Taxi drivers say victims sometimes flag them down in a trance.

``We call them `the disoriented ones,''' said Omar Echavarria, a taxi driver
in Medellin, Colombia's third-largest city. ``They get in the taxi, and you
ask them where they are going. They say they don't know. They don't even
know who they are. They get in a taxi out of instinct.''

When doped-up passengers arrive at hospital emergency rooms for treatment,
doctors normally give them diuretics to flush out their kidneys. Those who
received small doses of the drug usually recover within a half-day.

What happened to Erick Schaffer is a common story. Schaffer, a Nicaraguan,
walked into a discotheque along well-traveled Seventh Avenue one night a few
months ago. After that, his memory is blank.

``The next day, I came to,'' Schaffer said. ``A doorman was trying to open
the garage door of an apartment building, and it woke me. I was sitting down
on the sidewalk in a daze. He took me to my apartment.''

Schaffer said the criminals spent about $1,000 on one of his credit cards.

Now, he tells visitors: ``Don't go to the bathroom and leave your beer or
they may toss in the drug. ... Don't accept soft drinks or buy cigarettes on
the street. Or candy. Or anything else.''

The use of burundanga is so common -- and Colombia so ridden by violence --
that such robberies almost never make the newspapers.

An exception occurred when Juan Carlos Vives, governor of Magdalena, one of
Colombia's 33 states, was slipped burundanga at Bogota's fanciest mall, the
Centro Andino, last April.

``Two men came up to me and asked for the time. I don't remember their faces
or anything after that,'' the 44-year-old Vives said. He led the men to his
apartment. ``I don't remember it, but the doormen say that I entered the
apartment with them.''

He said he regained consciousness the next day to discover that the men had
stolen about $7,000, all his credit cards, some jewelry, a guitar ``and even
my reading glasses,'' Vives said.

Colombians sometimes aren't safe even in their own homes.
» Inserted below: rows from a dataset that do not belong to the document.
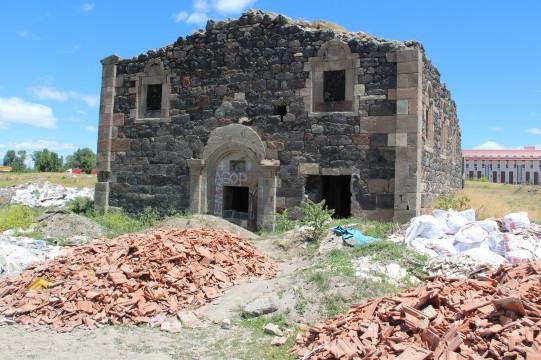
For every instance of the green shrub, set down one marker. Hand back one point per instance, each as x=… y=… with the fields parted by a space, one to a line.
x=149 y=216
x=119 y=222
x=81 y=205
x=317 y=217
x=455 y=202
x=16 y=216
x=284 y=222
Mauricio Velasquez, 18, sat down to lunch with his brother, sister and
mother in their Medellin home 11 months ago. A young housekeeper hired 10
days earlier served them rice and beans.

``When we got up, I passed out,'' he said. So did his mother, Marina, and a
14-year-old brother, Andres Felipe. Luckily, a sister, Paula Andrea, 18, ate
little. Semi-conscious, she dialed a boyfriend on a cellular telephone.

``The boyfriend came, saw what had happened and locked up the housekeeper,''
Velasquez said. He said police arrested the housekeeper and an accomplice,
and determined that their plan was to clean the house of jewelry.

Many victims never go to the authorities. Some realize they don't know who
slipped them the drug. Others feel embarrassed over what happened.

``I'd say 70 percent of the cases are never reported,'' said Jairo Martinez,
an expert at Colombia's equivalent of the FBI. ``People are ashamed they
didn't take security measures. Or they were somewhere they shouldn't have
been, like a brothel.''

Burundanga-bearing criminals lurk around airports, bus terminals and popular
bars, or go door-to-door pretending to be salespeople, persuading housewives
to take whiffs of products containing the powder and some sort of gaseous
admixture.

Scantily clad women frequenting bars sometimes slip burundanga into drinks
of unsuspecting men -- giving them a time they'll never remember.

Even criminals fall victim.

In a case in 1996, six people came into Medellin's Las Vegas Clinic in a
daze, waylaid by illness on the way to the airport, Dr. Hugo Gallego, a
prominent Medellin toxicologist, said. Hours later, one vomited up a capsule
filled with cocaine. All six were ``mules,'' and someone had drugged them
with the hope of commandeering the narcotics-packed capsules, Gallego added.

Ever inventive, some Colombians have turned the burundanga epidemic to their
favor. Philandering husbands sometimes wander into hospitals for tests after
spending days with girlfriends, eager for a plausible excuse to explain away
their absence on the home front.

``It's simply a way for them to go home and not have any problems,'' said
Dr. Sergio Alvarez, an emergency-room physician in Medellin.